Aus dieser Sicht resultiert meiner Meinung nach einerseits die schwierige Aufgabe für die Musikpädagogik, den Beitrag von Musik zu einer un-musikalischen Leistung zu beweisen. Zugleich verspricht nur diese Sicht Aussicht auf Erfolg, da sie nicht mit dem Zirkelschluss operiert, dass „Musik lernen“ wichtig und gut sei, weil „Musik können“ wichtig und gut ist.

Dass der 2. Teil des vorliegenden Programms sich der „Kurve“ hin zu dieser Sichtweise nähert, spricht nur dafür, auch den 1. Teil einer konsequenten Revision zu unterziehen.

Bildnachweis:

Abbildung 1-3 Stroh

Abbildung 4 aus Hackett/Lindeman (Fußnote 12), S.70, „Courtesy of Music Educators National Conference“

Anmerkungen (Endnoten)

[i] Helmut Moog: Das Musikerleben des vorschulpflichtigen Kindes. Schott Mainz 1968, S. 38-40.

[ii] Heiner Gembris: Grundlagen musikalischer Begabung und Entwicklung. Wissner Augsburg 1998, S. 309-316.

[iii] Wolfgang Martin Stroh: Scheitern kann zum Durchbruch verhelfen. In: nmz 5/1988, S. 48. Ders.: Der JBPK 2000 [= der jugendbewegt pädagogische Körper 2000]. In: Aspekte gegenwärtiger Musikpädagogik, hg. von Wulf Dieter Lugert und Volker Schütz.
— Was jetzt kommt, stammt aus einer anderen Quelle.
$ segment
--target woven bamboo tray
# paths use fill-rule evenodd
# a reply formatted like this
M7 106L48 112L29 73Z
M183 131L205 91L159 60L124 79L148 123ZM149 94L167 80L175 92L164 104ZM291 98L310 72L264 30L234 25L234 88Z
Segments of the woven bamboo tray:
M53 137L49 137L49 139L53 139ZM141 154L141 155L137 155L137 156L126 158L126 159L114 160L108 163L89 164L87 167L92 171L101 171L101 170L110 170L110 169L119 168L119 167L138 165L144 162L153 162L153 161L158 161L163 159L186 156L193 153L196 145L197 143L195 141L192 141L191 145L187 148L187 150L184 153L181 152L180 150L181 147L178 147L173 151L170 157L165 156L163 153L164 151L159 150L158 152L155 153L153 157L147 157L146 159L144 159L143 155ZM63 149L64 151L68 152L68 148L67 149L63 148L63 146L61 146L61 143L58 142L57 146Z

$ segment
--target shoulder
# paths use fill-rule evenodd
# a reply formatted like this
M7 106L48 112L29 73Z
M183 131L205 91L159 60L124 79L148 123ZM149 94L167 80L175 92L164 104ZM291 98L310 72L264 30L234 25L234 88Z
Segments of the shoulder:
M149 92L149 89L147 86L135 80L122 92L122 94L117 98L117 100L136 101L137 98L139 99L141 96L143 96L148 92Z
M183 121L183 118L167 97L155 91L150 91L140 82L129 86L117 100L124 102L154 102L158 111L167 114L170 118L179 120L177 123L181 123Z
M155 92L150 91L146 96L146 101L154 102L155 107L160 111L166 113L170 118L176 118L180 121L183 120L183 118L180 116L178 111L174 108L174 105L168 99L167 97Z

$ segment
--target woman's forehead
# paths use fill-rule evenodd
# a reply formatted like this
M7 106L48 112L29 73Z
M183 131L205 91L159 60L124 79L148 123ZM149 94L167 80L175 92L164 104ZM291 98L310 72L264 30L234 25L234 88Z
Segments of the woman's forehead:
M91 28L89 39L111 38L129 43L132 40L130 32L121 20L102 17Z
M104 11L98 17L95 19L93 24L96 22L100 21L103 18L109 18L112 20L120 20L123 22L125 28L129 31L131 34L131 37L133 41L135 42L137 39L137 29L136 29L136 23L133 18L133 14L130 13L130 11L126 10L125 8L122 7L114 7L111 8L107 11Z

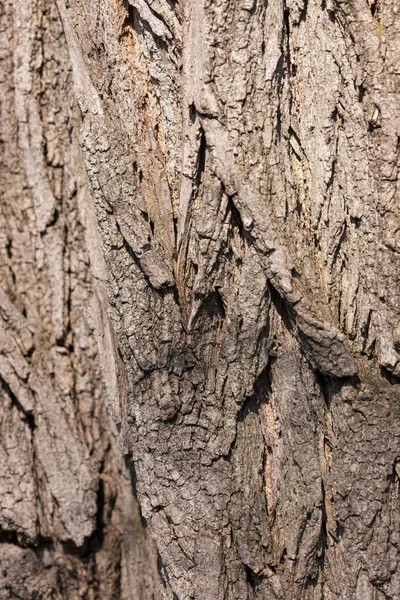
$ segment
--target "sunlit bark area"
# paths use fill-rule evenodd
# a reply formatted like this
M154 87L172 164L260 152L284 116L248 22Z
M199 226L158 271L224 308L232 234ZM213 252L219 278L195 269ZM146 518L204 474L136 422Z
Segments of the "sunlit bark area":
M400 594L395 0L0 6L0 598Z

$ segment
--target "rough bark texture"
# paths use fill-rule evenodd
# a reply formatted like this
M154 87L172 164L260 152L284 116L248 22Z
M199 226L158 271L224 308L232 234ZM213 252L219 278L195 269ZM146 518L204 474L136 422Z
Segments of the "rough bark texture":
M0 13L0 598L399 598L396 0Z
M151 597L65 35L45 0L0 12L0 598Z

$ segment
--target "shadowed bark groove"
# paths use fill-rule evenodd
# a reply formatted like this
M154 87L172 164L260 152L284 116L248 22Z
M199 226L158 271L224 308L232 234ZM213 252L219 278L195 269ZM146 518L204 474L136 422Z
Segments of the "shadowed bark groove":
M5 1L0 598L398 597L396 15Z

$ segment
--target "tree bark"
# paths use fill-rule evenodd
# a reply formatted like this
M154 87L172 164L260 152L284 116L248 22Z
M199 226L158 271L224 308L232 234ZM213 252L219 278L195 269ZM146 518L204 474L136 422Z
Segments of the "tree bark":
M0 598L400 595L395 0L4 0Z

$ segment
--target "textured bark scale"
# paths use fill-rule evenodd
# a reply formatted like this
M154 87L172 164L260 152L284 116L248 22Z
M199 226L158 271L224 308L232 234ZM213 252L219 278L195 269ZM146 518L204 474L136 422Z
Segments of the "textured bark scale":
M0 598L400 597L396 1L0 23Z

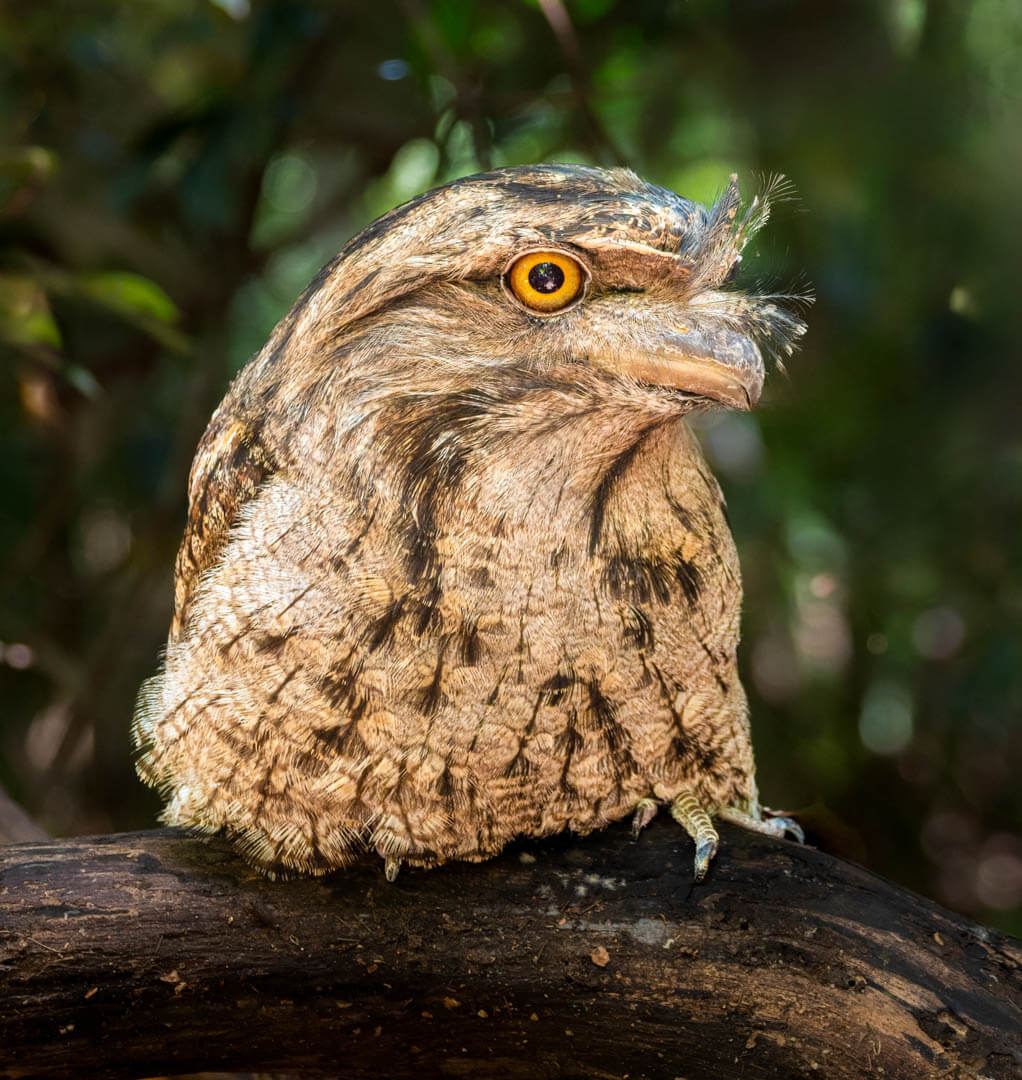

Metzler, Stuttgart 1991, S. 218-225.

[iv] „Musiklernen“ bezeichnet im Gegensatz zu „Musik lernen“ die von den Autoren programmatisch eliminierte Dialektik von „[die] Musik lernen“ und „durch Musik lernen“.

[v] Theodor W. Adorno: Kritik des Musikanten. In: Dissonanzen, Göttingen 1956, S. 69.

[vi] Wolfgang Martin Stroh: „Ich verstehe das, was ich will“ Handlungstheorien angesichts des musikpädagogischen Paradigmenwechsels. In: Musik und Bildung 3/1999, 8-15.

[vii] Alexander N. Leontjew: Tätigkeit, Bewußtsein, Persönlichkeit. Moskau 1975; gekürzt: Klett-Verlag Stuttgart 1977.

[viii] Olms-Verlag, Hildesheim etc. 1998. Text aus: Musikpädagogische Forschungsberichte 1996.

[ix] Fichter, Christel u.a.: UE-Shanties. ADM-Verlag, Münster 1974, S.5-6. Modifizierter Abdruck in: Irmgard Merkt: Haste Töne.  Musik zum Selbermachen. Weismann-Verlag, München 1981, S. 48-49.

[x] Entsprechende Methoden in Brinkmann, Rainer O. u.a.: Methodenkatalog der szenischen Interpretation von Musiktheater. Lugert-Verlag, Oldershausen 2001.

[xi] Z.B. in Ralf Nebhuth/Wolfgang Martin Stroh: Carmen. Institut für Didaktik populärer Musik, Oldershausen 1990, S. 26, 32-33.

[xii] Ich beziehe mich auf die „Urfassung“ 1994 (ISBN 1-56545-036-1) und das zugehörige Lehrbuch für die Musiklehrerausbildung von Patricia Hackett und Carolyn A. Lindeman. (dritte aufgrund der National Standards revidierte Ausgabe von 1994, ISBN 0-13-123258-4).

[xiii] Die Ergänzung durch Monterossi und Dalcroze ist eher marginal.

[xiv] Wolfgang Martin Stroh: „eine welt musik lehre“ – Begründung und Problematisierung eines notwendigen Projekts. In: Musikpädagogische Forschung 21, S. 143-144.